Rent Reduction Bill 2022: First Stage

I move:

That leave be granted to introduce a Bill entitled an Act to amend the Residential Tenancies Act 2004 to reduce rents to affordable levels by limiting them to a maximum of a quarter of monthly household incomes and to establish a National Rent Authority for this purpose.

The purpose of this Bill is to amend the Residential Tenancies Act 2004 to reduce rents to affordable levels by limiting them to a maximum of a quarter of median monthly household incomes and to establish a national rent authority to oversee this. There will an exclusion for luxury accommodation because we do not particularly want to control the rents of multimillionaires who are renting penthouses or luxury suites.
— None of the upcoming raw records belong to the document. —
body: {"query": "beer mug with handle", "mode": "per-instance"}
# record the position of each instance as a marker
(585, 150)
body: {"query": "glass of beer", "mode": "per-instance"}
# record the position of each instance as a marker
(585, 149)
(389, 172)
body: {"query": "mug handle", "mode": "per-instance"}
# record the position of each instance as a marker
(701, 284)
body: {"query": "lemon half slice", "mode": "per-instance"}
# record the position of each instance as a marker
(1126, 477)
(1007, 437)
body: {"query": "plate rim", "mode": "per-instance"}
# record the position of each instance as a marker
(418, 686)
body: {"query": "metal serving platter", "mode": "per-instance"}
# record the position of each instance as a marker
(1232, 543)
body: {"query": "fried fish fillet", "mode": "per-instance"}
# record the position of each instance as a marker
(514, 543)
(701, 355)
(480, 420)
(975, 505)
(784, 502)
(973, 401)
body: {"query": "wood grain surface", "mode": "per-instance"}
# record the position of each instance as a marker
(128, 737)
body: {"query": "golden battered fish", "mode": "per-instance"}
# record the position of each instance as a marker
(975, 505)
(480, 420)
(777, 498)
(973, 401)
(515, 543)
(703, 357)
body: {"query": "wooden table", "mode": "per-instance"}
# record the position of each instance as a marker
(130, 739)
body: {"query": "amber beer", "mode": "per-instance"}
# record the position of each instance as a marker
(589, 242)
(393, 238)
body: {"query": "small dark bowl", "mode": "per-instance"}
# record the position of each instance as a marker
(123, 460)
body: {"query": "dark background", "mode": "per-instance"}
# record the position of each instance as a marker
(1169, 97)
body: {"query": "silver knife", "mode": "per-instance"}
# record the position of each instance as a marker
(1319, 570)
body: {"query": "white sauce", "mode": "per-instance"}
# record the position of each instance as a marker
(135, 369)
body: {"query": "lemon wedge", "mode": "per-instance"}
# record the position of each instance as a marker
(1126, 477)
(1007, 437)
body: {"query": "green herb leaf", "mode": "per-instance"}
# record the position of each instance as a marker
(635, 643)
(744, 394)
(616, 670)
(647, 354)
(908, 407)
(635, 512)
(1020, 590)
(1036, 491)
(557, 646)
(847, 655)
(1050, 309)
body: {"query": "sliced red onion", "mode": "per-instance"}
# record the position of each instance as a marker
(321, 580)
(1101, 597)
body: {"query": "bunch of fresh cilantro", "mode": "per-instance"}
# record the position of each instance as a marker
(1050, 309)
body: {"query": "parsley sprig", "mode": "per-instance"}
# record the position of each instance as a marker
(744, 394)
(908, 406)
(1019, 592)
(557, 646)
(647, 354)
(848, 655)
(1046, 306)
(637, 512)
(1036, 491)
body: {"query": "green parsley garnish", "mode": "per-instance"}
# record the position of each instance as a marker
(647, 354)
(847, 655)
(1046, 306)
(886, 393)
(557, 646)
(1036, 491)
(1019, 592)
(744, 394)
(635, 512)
The need to control rents should be self-evident, as is the total failure of the Government to do so. Rent pressure zones have failed spectacularly in controlling rents. In the last decade, average rents have increased by more than 100%. In the last year alone, they have gone up by 12%. They have now reached truly obscene levels. While they are going up literally every week, at the last count, the average rent in my area was €2,200 and you would be lucky to find somewhere for that these days. We should think about that. That is impossible for the vast majority of working people. Somebody on an average income would have to fork out approximately 70% of income to meet that rent. Needless to say, great numbers of people simply cannot do that and are therefore being driven into homelessness. The income of working people who go out, work hard and do all the right things is, at the end of the week, not even close to enough to pay these absolutely extortionate rents. We have to do something about it.

By the way, this is also costing the State money. We have no choice but to support people on lower incomes and to give them the housing assistance payment, lease arrangements and rental accommodation scheme payments but that is costing the State approximately €1 billion a year, a figure that is also rising. It is insanity. The public, the taxpayer and the State are being absolutely crucified by these corporate landlords that are charging extortionate rents. Ordinary people simply cannot afford them and many are driven into homelessness and absolutely desperate situations.
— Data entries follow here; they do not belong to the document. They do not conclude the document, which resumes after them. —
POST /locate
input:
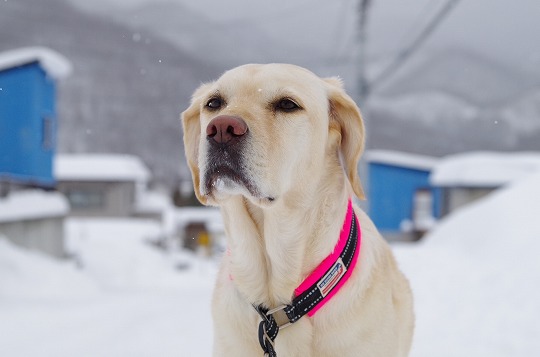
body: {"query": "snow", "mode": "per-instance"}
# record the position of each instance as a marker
(402, 159)
(484, 169)
(126, 298)
(100, 167)
(32, 204)
(474, 278)
(56, 65)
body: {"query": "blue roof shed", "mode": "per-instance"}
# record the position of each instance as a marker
(400, 197)
(28, 114)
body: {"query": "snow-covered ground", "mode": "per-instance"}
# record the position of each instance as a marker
(475, 280)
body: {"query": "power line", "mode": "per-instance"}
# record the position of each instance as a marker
(402, 56)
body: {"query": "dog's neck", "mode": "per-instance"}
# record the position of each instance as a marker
(273, 249)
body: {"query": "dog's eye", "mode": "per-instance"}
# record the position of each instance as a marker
(287, 105)
(214, 103)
Yesterday, I raised the case of Anthony and Niamh, who are still homeless. They have two children but the only thing they have been offered since they were made homelessness having been unable to find anywhere to rent after being evicted on the grounds of sale is one bedroom for them and their two children in a hostel in town when the two kids go to school in the Sallynoggin area. One of the couple works in Bray and the other in Sallynoggin. The only offer they got was one room for four people in a hostel in Gardiner Street. It is shocking. I am not exaggerating when I say I am dealing with approximately 12 cases of households, the vast majority of which comprise people who have kids and who are working, who are going to be in the same situation in the coming weeks. It is absolutely shameful. The high rents are directly contributing to this problem.
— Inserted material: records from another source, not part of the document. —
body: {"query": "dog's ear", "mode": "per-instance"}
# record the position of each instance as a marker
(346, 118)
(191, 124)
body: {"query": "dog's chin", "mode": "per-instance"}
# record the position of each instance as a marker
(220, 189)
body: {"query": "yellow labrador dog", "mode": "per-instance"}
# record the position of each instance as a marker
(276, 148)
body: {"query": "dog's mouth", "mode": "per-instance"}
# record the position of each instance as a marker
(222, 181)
The Government will say that eventually supply will reduce rents. That is absolute nonsense. There is no evidence at all to suggest that. Even when we had record levels of supply during the Celtic tiger period, rents did not go down but continued to rise, as did house prices. When you look at what developers are building at the moment, you will see that extortionate rents are being charged for what is being supplied. We have to do something about this. It is obvious that we have to deliver public and affordable housing but another key part of addressing this crisis is to control and set rents, as is done in many other countries. I very much doubt that the Government will agree with this but we will fight hard and campaign for the introduction of a proper rent control regime.

Is the Bill opposed?

Question put and agreed to.

Since this is a Private Members' Bill, Second Stage must, under Standing Orders, be taken in Private Members' time.

I move: "That the Bill be taken in Private Members' time."

Question put and agreed to.
Cuireadh an Dáil ar fionraí ar 1.09 p.m. agus cuireadh tús leis arís ar 1.53 p.m.
Sitting suspended at 1.09 p.m. and resumed at 1.53 p.m.